Gentoo Websites Logo
Go to: Gentoo Home Documentation Forums Lists Bugs Planet Store Wiki Get Gentoo!

Bug 554632

Summary: dev-lang/python-3.4.1: ?
Product: Gentoo Linux Reporter: Rafał Mużyło <galtgendo>
Component: [OLD] DevelopmentAssignee: Python Gentoo Team <python>
Status: RESOLVED INVALID    
Severity: normal    
Priority: Normal    
Version: unspecified   
Hardware: All   
OS: Linux   
Whiteboard:
Package list:
Runtime testing required: ---

Description Rafał Mużyło 2015-07-12 15:08:05 UTC
At this point, I'm not sure if this is a bug in this code or in python itself.
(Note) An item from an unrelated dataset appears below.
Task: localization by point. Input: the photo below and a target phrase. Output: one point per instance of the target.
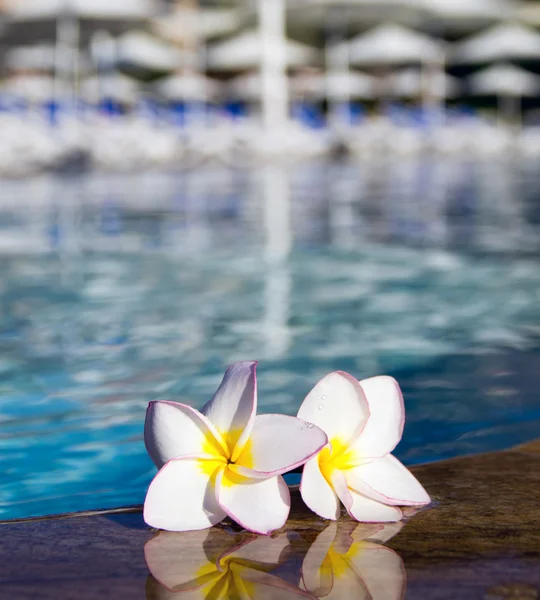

Up till python 3.5 'backslashreplace' is an encode only handler.
Yet there are snippets floating about implementing it for decode.
This is one of them.

import codecs
_backslashreplace_errors = codecs.backslashreplace_errors

def backslashreplace_errors(exc):
  if isinstance(exc, UnicodeDecodeError):
    tohex = lambda c: "\\x{0:02x}".format(c)
    u="".join([tohex(exc.object[c]) for c in range(exc.start,exc.end)])
    return (u, exc.end)
  return _backslashreplace_errors(exc)

codecs.register_error('backslashreplace', backslashreplace_errors)


Now let's take a few semi-random byte strings:
a=b"nm\xf6p\x00p"
b=b"nm\xf6p\x00pj"
c=b"nm\xf6p\x00pjk"

Now, c.decode('utf-8', 'backslashreplace') produces the expected result ('nm\\xf6p\x00pjk'), yet neither a nor b do and that happens on both amd64 and x86 (though the semi-random part differs).

For example, on x86 it's 'nm\\xf6p\x00d' and 'nm\\xf6p\x00d\x02' ("'nm\\\\xf6p\\x00\\x00'" and "'nm\\\\xf6p\\x00\\x00\\x00'" with repr).

So, am I doing something wrong or does the problem lie within python ?
Comment 1 Dirkjan Ochtman (RETIRED) gentoo-dev 2015-07-12 15:11:24 UTC
This is not a Gentoo bug. Please take your question to the Python community, as suggested elsewhere.